Dass es diese Welt (noch) nicht gibt, dass all die Schweinereien immer noch existieren, wisst ihr genauso gut wie wir. Ihr habt euch aktiv für ein Projekt eingesetzt, das symbolisch für all das steht, wofür wir kämpfen. Die Rigaer94 ist ein Ort, in dem die unterschiedlichsten Menschen versuchen, mit der herrschenden Logik zu brechen: ein Ort, an dem es nicht darauf ankommt, wieviel Geld jemand verdient, welche Hautfarbe, Geschlecht oder sexuellen Vorlieben jemand hat, sondern an dem Menschen als das gesehen und so behandelt werden, was sie sind: Menschen.
Der Bruch gegenüber der herrschenden Logik existiert seit vielen Jahren in den Häusern im Friedrichshainer Nordkiez. Dort leben Menschen, die keinen Bock mehr haben, in einer sterilen Welt voller nichtssagendem Spektakel zu leben, in der die Logik des Profits über den Bedürfnissen der Menschen steht, in der über unseren Köpfen hinweg entschieden wird, wo und wie wir leben sollen. Die Rigaer94 steht exemplarisch für all die Projekte und Menschen, die sich nicht damit zufrieden geben, dass alles ja noch viel schlimmer sein könnte; Menschen, die wissen, dass ein Einzelner nie wirklich frei sein kann, wenn nicht alle befreit sind. Die Projekte und Menschen zeigen ein kleines Bild aus der Zukunft, wie sie sein könnte: selbstverwaltet, selbstbestimmt und solidarisch.
Ein Axiom innerhalb der herrschenden Verhältnisse (und all derer zuvor) ist, dass die aktuellen Nutznießer von Macht und Privilegien alles daran setzen, den Status Quo aufrechtzuerhalten oder zu ihren Gunsten zu verändern. Ihnen wird Angst und Bange, wenn sie an eine Welt denken, in der sie „nur“ noch Gleiche unter Gleichen sind, nicht mehr aufgrund ihrer Herkunft, ihres Postens oder ihres Reichtums über anderen stehen und über andere bestimmen können. Sie versuchen jeden Samen, der eine andere Gesellschaft in sich trägt, im Keim zu ersticken, und scheuen dabei keine Mittel.
Ihr sitzt stellvertretend für uns alle im Knast. Für all diejenigen, die sich auf die ein oder andere Weise mit der Rigaer94 solidarisch gezeigt haben; für all diejenigen, die tagtäglich gegen die neoliberale Stadt und all ihre Widerlichkeiten kämpfen, die sich nicht einschüchtern lassen von vermeintlich in Stein gemeißelten Regeln wie dem Eigentumsrecht und dem daraus abgeleiteten Recht, Profit mit dem Wohn- und Lebensraum anderer zu machen. Und stellvertretend für all diejenigen, die das Hier und Jetzt eben nicht als alternativlos empfinden.

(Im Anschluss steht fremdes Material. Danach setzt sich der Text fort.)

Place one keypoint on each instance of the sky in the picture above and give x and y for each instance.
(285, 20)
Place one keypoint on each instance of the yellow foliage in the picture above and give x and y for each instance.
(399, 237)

An euch wollen die Herrschenden ein Exempel statuieren. Ihr seid oder wart mehrere Monaten unter fadenscheinigen Begründungen in Untersuchungshaft, einfach deswegen, weil sie verhindern wollen, dass mehr Menschen eurem Beispiel folgen: nicht mehr schweigen, nicht mehr stillhalten, sondern sich einsetzen und aktiv für das kämpfen, woran mensch glaubt. Dass es euch getroffen hat, macht uns wütend und traurig. Aber wir wissen das es jede*n von uns hätte treffen können, dass wir alle damit gemeint waren. Deshalb sind wir in Gedanken und in unseren Kämpfen bei euch. Ihr seid nicht vergessen und die, die euch das angetan haben, auch nicht. Wir kämpfen weiter, solange bis ihr frei seid und solange, bis die Gesamtscheiße nicht mehr existiert.
Das gilt natürlich auch für die x-tausenden Menschen, die in Moabit und anderswo in den Knästen sitzen, die den Herrschenden auf die ein oder andere Weise ebenfalls ein Dorn im Auge sind: Menschen, die auch für ihre Überzeugungen eingesperrt werden wie Ali und Cem, deren „Verbrechen“ darin bestehen soll, sich für die Freiheit und ein gutes Leben der Kurd*innen eingesetzt zu haben. Nicht zu vergessen all die vielen Namenlosen, die bewusst, unbewusst oder unter Zwang den aufgezwängten Regeln dieser Gesellschaft eine Absage erteilt haben.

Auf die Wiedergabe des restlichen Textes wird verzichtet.